Almost 15,000 apartments were completed in the 2021 financial year, boosting supply well above demand to increase vacancy rates and drive down rents in Melbourne.
The city’s apartment market revival will be contingent on the reopening of the borders and international migration as the city continues to feel the effects of an oversupply of unit according to Charter Keck Kramer’s State of the Apartment Market report for the first half of 2021.
Low net overseas inbound migration and Covid-19-induced regional migration led to a decline of Victoria’s population of more than 45,000 people in the nine months to March, 2021.
The report showed median asking unit rents had declined 10 per cent in the 12 months to June 2021, while the vacancy rate was about 3.5 per cent.
CKK national director of research and strategy Rob Burgess said the off-the-plan market had remained subdued, particularly in the inner-city area, which had borne the brunt of Covid-19 lockdowns.
“About 14,900 apartments were estimated to have been completed in FY2021, the fourth highest annual completion rate on record,” Burgess said.
“This is likely to continue to place upward pressure on vacancy rates and downward pressure on rents.”
Melbourne completions over time
^Source: Charter Keck Kramer
But the rate of new completions is about to drop off a cliff, with just 6200 apartments launched in the second half of 2020 and 5800 in the first half of 2021.
“This will translate to a significantly lower completions in the coming years, potentially mitigtating some of the longer-term over-supply risks,” Burgess said.
“The pace of absorption of apartments and the return of rental growth will be dependent on the easing of Covid restrictions and the reopening of international borders.
“A rapid recovery in net overseas migration may see vacancy rates tighten more quickly, placing upward pressure on rents, yields and prices, in turn igniting off-the-plan demand.”
Burgess said there had been a significant shift in apartment stock development in the first of 2021, with just 5800 apartments launched, the lowest number of launches in the past decade, and construction of about 7200 apartments commenced, also at its lowest ebb over the past 10 years.
“[This] represents a decrease of almost 65 per cent on the annual average recorded over the 2015 financial year to 2018 financial year period.

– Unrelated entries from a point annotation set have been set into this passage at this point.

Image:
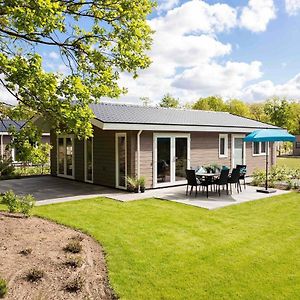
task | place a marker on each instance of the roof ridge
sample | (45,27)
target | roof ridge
(158,107)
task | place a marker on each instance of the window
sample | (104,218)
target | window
(259,148)
(223,145)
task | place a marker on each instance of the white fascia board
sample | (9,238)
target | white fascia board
(157,127)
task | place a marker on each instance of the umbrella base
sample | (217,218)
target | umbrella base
(268,191)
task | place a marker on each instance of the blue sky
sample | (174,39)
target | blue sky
(247,49)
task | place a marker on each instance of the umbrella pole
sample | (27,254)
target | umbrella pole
(267,165)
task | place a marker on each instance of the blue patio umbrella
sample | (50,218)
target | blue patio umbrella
(269,135)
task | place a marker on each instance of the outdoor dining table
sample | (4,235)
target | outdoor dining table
(207,175)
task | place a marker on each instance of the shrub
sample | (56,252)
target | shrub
(35,275)
(26,204)
(74,262)
(3,288)
(11,200)
(73,247)
(75,285)
(26,251)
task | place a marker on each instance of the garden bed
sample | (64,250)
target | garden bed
(28,244)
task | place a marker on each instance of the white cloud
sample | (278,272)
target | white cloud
(292,7)
(54,55)
(257,15)
(166,5)
(266,88)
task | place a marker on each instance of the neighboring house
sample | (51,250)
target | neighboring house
(5,138)
(296,148)
(158,143)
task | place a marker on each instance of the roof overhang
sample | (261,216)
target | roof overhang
(165,127)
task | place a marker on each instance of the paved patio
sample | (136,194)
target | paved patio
(47,190)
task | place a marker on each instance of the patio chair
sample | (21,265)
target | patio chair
(222,181)
(243,171)
(192,181)
(235,179)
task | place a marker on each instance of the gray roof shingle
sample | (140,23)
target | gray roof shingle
(134,114)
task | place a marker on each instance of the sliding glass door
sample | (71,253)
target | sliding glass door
(121,160)
(65,156)
(171,158)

“The average marketing period for apartment projects has increased from around eight months in 2010, to 19 months in the 2021 financial year.
“This reflects both slower sales rates and increased time frames to secure finance.”
A number of inner-city Melbourne suburbs were identified as danger zones for investors recently, where oversupply was a looming issue, including Boxhill, Footscray, Brunswick and South Melbourne.
BuyersBuyers co-founder Pete Wargent said there had been a “race for space” in the past 18 months as buyers abandoned high-density living in Australia’s most populous cities.
Wargent said while this had been good news for house prices, unit markets in high-supply areas were a riskier investment.
“Although demand has dropped sharply given the absence of international students and other visitors, there are still some areas with a high volume of potential new units in the pipeline over the next couple of years,” Wargent said.
"The danger areas aren’t limited to the CBD but are rather found where there are clusters of new developments.”
Melbourne rent prices increased a very negligible 1.8 per cent over the past 12 months as the city emerges from protracted lockdowns.
Melbourne’s apartment supply data is showing continued signs of slowing. A number of approved apartment projects have experienced delays brought on by weakened pre-sale demand, rising land and building costs and stricter funding conditions.
JLL reported signs of settlement default starting to appear, with Melbourne beginning to see apartment sales fall last year as the pandemic began.
“A soft pre-sales environment is seeing some projects abandoned or delayed, as developers reassess their feasibility,” the report stated.
But if the pendulum swings the other way when borders reopen an undersupply of apartments will become an issue with the low number of projects on line.